3.1.3 Choose a name for your cluster and select create VPC as well. None of these resources cost anything until we run a task. Then click on “Create”
3.1.4 Once the cluster is created successfully, we can click on view cluster to see that there are no tasks running yet
3.2 Creating ECS Task Definition
In task definition we describe which containers will be running in our task.It is a good practice to have only one container in a task but we can optionally have many depending on the use case.
3.2.1 Got to Task definitions then create new task definition and choose FARGATE and click on Next Step
In task definition menu do the following:
· Name your task definition
· Task role does not concern us as we will not be communicating with other AWS services
· If our app was a real life project, we would most likely to attach some IAM policies to a role and assign it
· For OS family choose Linux and set RAM and CPU to minimal values as it involves cost
· Click on add container (add our containerized image)
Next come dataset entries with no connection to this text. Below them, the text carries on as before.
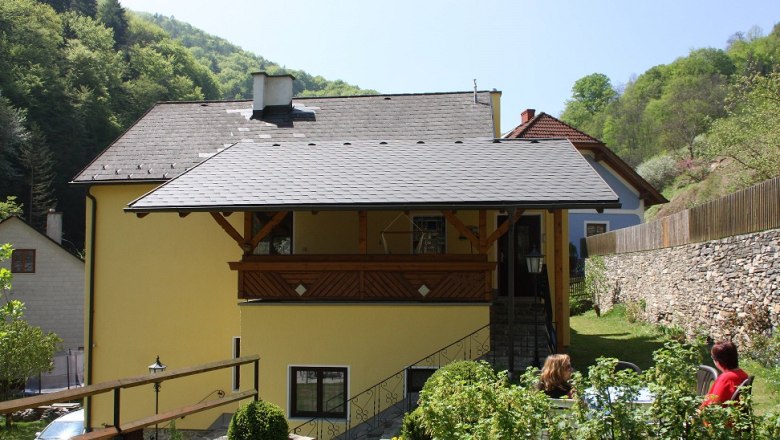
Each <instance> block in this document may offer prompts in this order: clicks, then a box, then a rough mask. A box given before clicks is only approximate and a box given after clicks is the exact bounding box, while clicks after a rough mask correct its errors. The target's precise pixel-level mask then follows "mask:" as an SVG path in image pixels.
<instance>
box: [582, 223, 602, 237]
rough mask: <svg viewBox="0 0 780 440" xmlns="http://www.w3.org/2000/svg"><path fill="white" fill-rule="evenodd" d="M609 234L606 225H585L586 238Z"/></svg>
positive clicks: (601, 223)
mask: <svg viewBox="0 0 780 440" xmlns="http://www.w3.org/2000/svg"><path fill="white" fill-rule="evenodd" d="M605 232H607V224H606V223H587V224H586V225H585V236H586V237H590V236H591V235H598V234H603V233H605Z"/></svg>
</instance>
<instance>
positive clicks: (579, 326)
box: [569, 309, 780, 414]
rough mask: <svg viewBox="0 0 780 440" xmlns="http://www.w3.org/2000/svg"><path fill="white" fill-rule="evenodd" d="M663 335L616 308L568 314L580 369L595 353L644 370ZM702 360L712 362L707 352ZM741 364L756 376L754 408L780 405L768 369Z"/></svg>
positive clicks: (657, 329)
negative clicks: (636, 365) (771, 383)
mask: <svg viewBox="0 0 780 440" xmlns="http://www.w3.org/2000/svg"><path fill="white" fill-rule="evenodd" d="M663 341H664V337H663V334H662V332H661V331H660V330H659V328H658V327H655V326H652V325H649V324H643V323H638V322H637V323H630V322H628V321H627V320H626V318H625V313H623V311H622V310H620V309H617V310H615V311H610V312H609V313H605V314H603V315H602V316H601V317H596V314H595V313H594V312H593V311H589V312H586V313H585V314H583V315H579V316H572V317H571V346H570V347H569V355H571V360H572V366H573V367H574V368H575V369H576V370H579V371H581V372H583V373H587V371H588V367H589V366H590V365H593V364H594V363H595V361H596V358H598V357H614V358H618V359H620V360H625V361H629V362H633V363H635V364H636V365H638V366H639V367H641V368H642V369H643V370H645V369H647V368H649V367H651V366H652V364H653V351H655V350H656V349H658V348H660V347H661V346H662V345H663ZM702 362H703V363H705V364H707V365H712V360H711V359H710V357H709V356H708V355H706V353H704V354H703V356H702ZM740 366H741V367H743V368H744V369H745V371H747V372H748V374H753V375H755V376H756V380H755V382H754V384H753V398H754V403H755V405H754V408H755V409H756V412H757V413H759V414H763V413H765V412H766V411H768V410H769V409H771V408H773V407H777V406H779V405H780V396H778V395H773V394H772V392H771V390H770V389H769V387H768V385H767V381H766V377H767V371H766V369H764V368H761V367H760V366H759V365H757V364H756V363H755V362H750V361H742V362H740Z"/></svg>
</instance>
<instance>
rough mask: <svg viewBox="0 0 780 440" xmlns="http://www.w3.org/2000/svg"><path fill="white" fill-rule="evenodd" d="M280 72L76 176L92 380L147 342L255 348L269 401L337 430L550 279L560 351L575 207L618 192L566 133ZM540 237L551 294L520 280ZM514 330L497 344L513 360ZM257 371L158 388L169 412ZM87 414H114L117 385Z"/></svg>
mask: <svg viewBox="0 0 780 440" xmlns="http://www.w3.org/2000/svg"><path fill="white" fill-rule="evenodd" d="M292 80H293V78H292V77H290V76H268V75H266V74H264V73H258V74H255V96H254V99H253V100H252V101H230V102H187V103H162V104H158V105H156V106H155V107H153V108H152V109H151V110H150V111H149V112H148V113H147V114H146V115H144V117H142V118H141V119H140V120H139V121H138V122H136V124H135V125H134V126H133V127H131V128H130V129H129V130H128V131H127V132H126V133H125V134H123V135H122V136H121V137H120V138H119V139H117V140H116V141H115V142H114V143H113V144H112V145H110V146H109V147H108V148H107V149H106V150H105V151H104V152H103V153H101V155H99V156H98V157H97V158H96V159H95V160H94V161H93V162H92V163H91V164H90V165H89V166H87V168H85V169H84V170H83V171H82V172H81V173H80V174H79V175H78V176H77V177H76V178H75V179H74V182H76V183H79V184H85V185H88V193H87V194H88V195H87V197H88V199H89V200H88V208H87V209H88V213H87V214H88V218H87V223H88V231H87V232H88V234H87V236H88V238H89V240H88V243H87V248H88V256H87V267H88V275H87V281H88V282H87V300H86V301H87V302H86V310H87V328H86V334H87V336H86V339H87V341H86V347H87V349H88V355H87V369H88V371H87V381H88V383H98V382H103V381H107V380H111V379H116V378H120V377H125V376H133V375H139V374H142V373H144V372H145V370H146V366H147V365H148V364H150V363H151V362H152V361H153V360H154V359H155V356H156V355H159V356H160V358H161V359H162V360H163V361H164V363H166V364H167V365H168V366H169V367H171V368H174V367H186V366H191V365H195V364H200V363H205V362H210V361H214V360H219V359H226V358H230V357H234V356H238V355H239V354H258V355H259V356H260V357H261V361H260V371H259V391H260V396H261V397H262V398H263V399H265V400H268V401H271V402H274V403H276V404H278V405H279V406H281V407H282V408H283V409H284V410H285V411H286V413H287V416H288V419H289V420H290V425H291V427H296V426H297V425H301V424H302V425H303V426H302V427H300V428H299V429H298V432H300V433H302V434H306V435H308V434H309V433H310V432H314V433H316V436H317V437H318V438H329V437H330V436H334V435H337V434H340V433H342V432H343V431H344V430H345V429H351V426H353V425H355V423H356V421H364V419H365V418H366V417H365V414H366V413H367V409H366V407H367V406H369V405H374V406H375V407H376V406H378V407H379V410H384V409H386V404H382V403H377V401H376V400H377V399H376V395H378V394H379V392H377V393H374V392H372V391H370V390H372V389H374V388H372V387H374V386H375V385H377V384H384V385H379V386H378V387H376V389H379V388H383V387H385V385H386V384H389V383H390V382H389V381H388V379H392V378H396V380H394V382H395V385H394V386H396V385H397V386H398V387H399V389H398V390H397V391H392V392H390V393H389V394H387V395H385V396H384V399H385V400H386V401H388V400H393V399H395V400H396V401H397V400H402V399H404V398H405V397H406V396H408V395H409V393H411V392H412V391H413V388H414V387H413V386H412V385H413V384H412V382H414V380H413V379H412V376H403V377H401V376H399V374H400V373H399V372H403V371H404V369H405V368H407V367H409V366H431V365H433V366H435V365H434V364H440V363H445V362H446V361H447V360H449V358H448V357H452V356H454V355H453V353H454V352H455V351H457V350H460V351H459V352H458V354H457V356H462V357H469V358H476V357H480V356H487V357H491V356H495V355H496V353H495V351H496V348H497V347H492V348H493V349H494V350H493V351H491V345H496V344H497V342H496V335H495V334H494V335H492V339H491V335H490V334H489V333H490V330H491V327H490V324H491V305H494V304H496V303H504V304H506V303H507V302H508V303H509V304H510V309H511V310H512V311H511V312H509V315H510V316H513V313H514V310H515V308H516V304H515V303H522V302H523V301H528V295H529V294H530V295H531V296H532V297H533V295H534V293H537V292H539V291H540V290H541V291H542V296H544V297H545V298H546V299H547V301H543V303H544V304H545V305H547V306H548V312H546V313H544V312H543V310H544V309H542V308H537V307H531V310H532V311H534V312H535V313H539V312H540V311H542V312H541V313H543V314H544V315H545V316H542V317H541V320H540V322H544V321H548V322H549V323H550V324H551V326H550V327H551V330H554V331H551V332H550V333H551V335H554V336H553V338H552V340H551V341H550V344H549V346H550V347H552V348H553V349H556V350H564V349H565V346H566V345H567V344H568V317H567V316H568V313H567V311H568V305H567V295H566V292H567V286H568V279H567V277H568V268H567V261H568V246H567V245H565V244H567V243H568V239H567V237H566V235H567V234H566V230H567V224H566V217H567V216H566V212H567V210H568V209H574V208H597V209H602V208H609V207H615V206H618V203H617V196H616V195H615V194H614V192H612V190H611V189H610V188H609V187H608V186H607V184H606V183H605V182H604V181H603V180H602V179H601V178H600V177H599V176H598V174H596V173H595V172H594V171H593V169H592V168H591V167H590V165H588V163H587V162H586V161H585V160H584V159H583V158H582V156H581V155H580V154H579V153H578V152H577V150H576V149H575V148H574V147H573V146H572V144H571V143H570V142H569V141H567V140H563V139H553V140H494V137H496V135H497V133H499V129H498V126H497V125H498V122H497V121H498V98H499V93H498V92H477V91H475V92H473V93H472V92H466V93H431V94H408V95H376V96H359V97H334V98H296V99H293V98H292ZM161 183H162V184H161ZM532 250H537V251H540V252H541V253H543V254H544V255H545V261H546V262H547V266H549V267H550V270H549V271H547V272H546V273H547V277H546V278H544V279H542V280H540V282H539V284H540V285H543V286H544V285H546V286H549V289H540V290H537V291H536V292H534V291H533V290H532V289H531V288H530V284H529V278H528V275H527V274H526V273H525V272H524V270H523V269H522V268H524V267H525V259H524V256H525V255H526V254H529V253H531V251H532ZM534 285H536V284H534ZM506 292H515V294H514V295H507V293H506ZM536 302H537V301H536V300H534V301H533V303H534V304H535V303H536ZM548 318H549V319H548ZM511 319H512V318H510V322H511ZM534 319H536V316H535V317H534ZM534 328H535V329H538V328H539V325H534ZM480 332H482V333H480ZM494 333H495V332H494ZM510 333H512V332H510ZM481 334H484V335H486V336H485V337H484V338H483V340H482V342H480V343H478V344H474V345H473V346H472V345H469V349H468V353H467V352H466V351H464V350H463V349H460V348H458V347H463V346H464V345H465V344H466V343H467V341H473V340H474V339H475V338H477V337H482V336H475V335H481ZM512 334H513V333H512ZM513 338H514V336H510V337H509V341H510V343H511V346H513V347H514V348H515V350H511V349H510V350H508V351H506V352H502V353H499V354H498V357H508V358H509V360H508V362H509V364H508V365H509V366H510V367H511V369H513V370H515V371H516V370H519V369H520V368H522V367H523V361H522V360H520V359H515V353H516V352H518V351H523V350H525V349H523V348H520V349H519V350H518V347H517V344H516V342H517V341H513ZM534 340H535V341H536V342H535V344H537V345H538V341H539V337H536V338H535V339H534ZM453 343H454V345H451V344H453ZM535 349H536V350H537V351H538V350H539V349H540V348H539V347H538V346H537V347H535ZM541 349H542V350H543V354H546V353H547V350H548V349H549V348H548V345H544V346H543V347H541ZM538 355H539V354H538V353H537V356H538ZM434 358H437V360H436V361H434V360H433V359H434ZM421 360H422V361H421ZM505 368H506V367H505ZM409 371H411V370H409ZM249 375H250V371H249V370H247V371H243V370H242V371H234V372H233V373H232V375H231V373H229V372H226V373H215V374H211V375H204V376H202V377H198V378H197V379H193V380H190V381H187V382H184V383H181V384H177V383H175V382H172V383H171V384H170V385H169V384H168V383H167V382H166V383H165V385H164V386H163V388H162V390H160V394H159V396H158V397H159V405H160V409H161V410H164V409H172V408H177V407H182V406H185V405H188V404H192V403H194V402H198V401H200V400H203V399H206V398H208V397H209V396H210V395H214V394H215V393H218V392H219V391H222V392H227V393H230V392H232V391H234V390H237V389H239V388H240V387H241V384H240V383H239V382H241V380H242V378H246V377H249ZM366 390H369V392H367V393H363V392H364V391H366ZM369 394H371V395H374V401H373V402H372V403H368V402H367V401H366V400H361V399H363V397H360V398H357V397H356V396H366V395H369ZM154 398H155V396H154V394H153V391H152V390H151V388H150V389H148V390H134V391H133V392H128V393H127V394H126V395H122V417H123V418H127V419H128V420H132V419H134V418H141V417H145V416H148V415H150V413H151V412H152V411H154ZM232 409H234V407H233V408H230V407H228V409H227V410H224V411H221V412H218V411H210V412H204V413H200V414H197V415H194V416H188V417H187V418H186V419H184V420H182V421H180V422H177V427H180V428H187V429H206V428H209V427H212V426H214V425H218V424H220V423H223V424H224V423H225V422H226V420H227V419H228V416H229V414H222V413H223V412H228V413H229V412H230V411H231V410H232ZM374 410H375V411H376V408H375V409H374ZM87 417H88V424H89V426H91V427H93V428H95V427H99V426H101V425H105V424H112V421H113V406H112V401H111V398H110V397H104V398H98V397H95V398H93V399H92V401H91V402H90V404H89V408H88V416H87ZM324 420H327V421H328V422H327V424H323V423H322V421H324Z"/></svg>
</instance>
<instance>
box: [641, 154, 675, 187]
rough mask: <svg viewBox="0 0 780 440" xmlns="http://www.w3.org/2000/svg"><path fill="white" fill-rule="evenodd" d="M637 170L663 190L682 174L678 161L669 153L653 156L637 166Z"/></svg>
mask: <svg viewBox="0 0 780 440" xmlns="http://www.w3.org/2000/svg"><path fill="white" fill-rule="evenodd" d="M636 172H637V174H639V175H640V176H642V177H643V178H644V179H645V180H647V182H648V183H649V184H651V185H653V187H655V188H656V189H657V190H659V191H661V190H662V189H664V188H665V187H666V186H668V185H669V184H670V183H672V182H673V181H674V179H675V178H676V177H677V176H678V175H680V171H679V168H678V167H677V161H676V160H674V158H673V157H672V156H670V155H668V154H661V155H659V156H654V157H651V158H650V159H647V160H646V161H644V162H642V163H641V164H639V166H638V167H636Z"/></svg>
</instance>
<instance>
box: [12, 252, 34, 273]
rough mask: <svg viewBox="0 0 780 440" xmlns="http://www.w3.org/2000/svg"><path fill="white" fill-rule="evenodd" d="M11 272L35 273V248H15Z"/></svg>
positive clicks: (13, 256) (13, 253)
mask: <svg viewBox="0 0 780 440" xmlns="http://www.w3.org/2000/svg"><path fill="white" fill-rule="evenodd" d="M11 272H13V273H35V249H14V251H13V253H11Z"/></svg>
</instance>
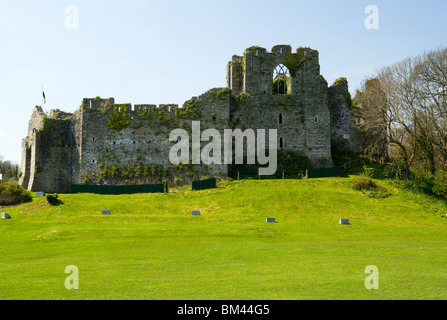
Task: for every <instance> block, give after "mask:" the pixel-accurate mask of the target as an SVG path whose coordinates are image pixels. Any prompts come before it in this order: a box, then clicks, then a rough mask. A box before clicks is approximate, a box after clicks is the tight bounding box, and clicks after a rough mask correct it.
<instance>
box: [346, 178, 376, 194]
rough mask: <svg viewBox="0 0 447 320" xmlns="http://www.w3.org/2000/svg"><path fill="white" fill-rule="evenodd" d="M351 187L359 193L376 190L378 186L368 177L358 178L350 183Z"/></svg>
mask: <svg viewBox="0 0 447 320" xmlns="http://www.w3.org/2000/svg"><path fill="white" fill-rule="evenodd" d="M351 187H352V188H353V189H355V190H359V191H372V190H375V189H377V188H378V185H377V184H376V183H375V182H374V181H372V180H371V179H370V178H368V177H358V178H356V179H354V180H352V181H351Z"/></svg>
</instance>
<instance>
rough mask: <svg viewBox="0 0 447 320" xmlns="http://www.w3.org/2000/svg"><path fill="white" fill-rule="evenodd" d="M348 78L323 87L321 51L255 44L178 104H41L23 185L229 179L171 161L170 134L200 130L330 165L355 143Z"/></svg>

· Make sure set the correct port mapping
3.2.2 Configure task and container definitions. Specify a name for the task definition. Choose OS as Linux, followed by Task memory and CPU
3.2.3 specify the repositoryUri details from the ECR while we had created the container registry as the image name
Click on add and the below landing page is presented
Click on the Create button, the task definition is being created
3.3 Creating and Running ECS Task
In ECS Cluster home page go to tasks tab and click on run new task
Steps to follow : -
· Select Launch Type as FARGATE (AWS FARGATE is a server-less approach)
· Operating System as Linux
· We need to select at least one subnet and since we have not provisioned any load balancer or reverse proxy make sure to select public subnet . This will make sure that tasks get assigned a public IP so that we can access it from the internet
· Make sure that the Auto Assign Public IP is enabled
· Edit the security group to add Custom TCP with port number as 8051 which is specified in our task in order to allow the webapp to be accessed from anywhere
· Click on run task
Note: AWS- Fargate is a server less approach which means AWS will run the containers on servers which we do not have to worry about maintaining. Fargate is available for both ECS and EKS
3.3.1 click on run new task
3.3.2 Select launch type as FARGATE. We need to select at least one subnet, and since we haven’t provisioned any load balancer or reverse proxy, make sure that it is a public subnet. A public subnet will make sure that this task gets assigned a public IP, meaning we can access it from the internet
3.3.3. We need to create a security group. A security group is basically an instance level firewall (or task level, in the case of Fargate), which blocks traffic on all ports if not specified otherwise. This is important because if you don’t enable TCP traffic on port 8501 (which is the port we specified in our task definition), then it will be impossible to access this web app from anywhere. Finally, we nee to make sure that the Auto-assign public IP setting it set to enabled.
3.3.4 Click on save and run the task
3.3.5 Once the last status filed is set to running copy the public IP
3.3.6 Paste the public ip along with port number in the browser : 188.8.131.52:8501 the streamlit app Screen is prompted as illustrated below
Everything worked successfully !!!
4.1 In order to not get charged for our example simply delete the registry and the cluster in the menu of our cluster .
When you are done experimenting with your Amazon ECR image, you can delete the repository so you are not charged for image storage. Run the below command in AWS CLI
aws ecr delete-repository — repository-name streamlitapp-repository — region us-east-1 –force
4.2 Stop the task running
4.3 Deregister task definition
4.4 Delete the cluster
Note : In order to delete an empty cluster from AWS CLI run the below command
aws ecs delete-cluster — cluster <name of the cluster>
Knowing how to run containers in the cloud is a very important skill for any developer. Hope the above steps help in containerizing a web app and runing in AWS ECS.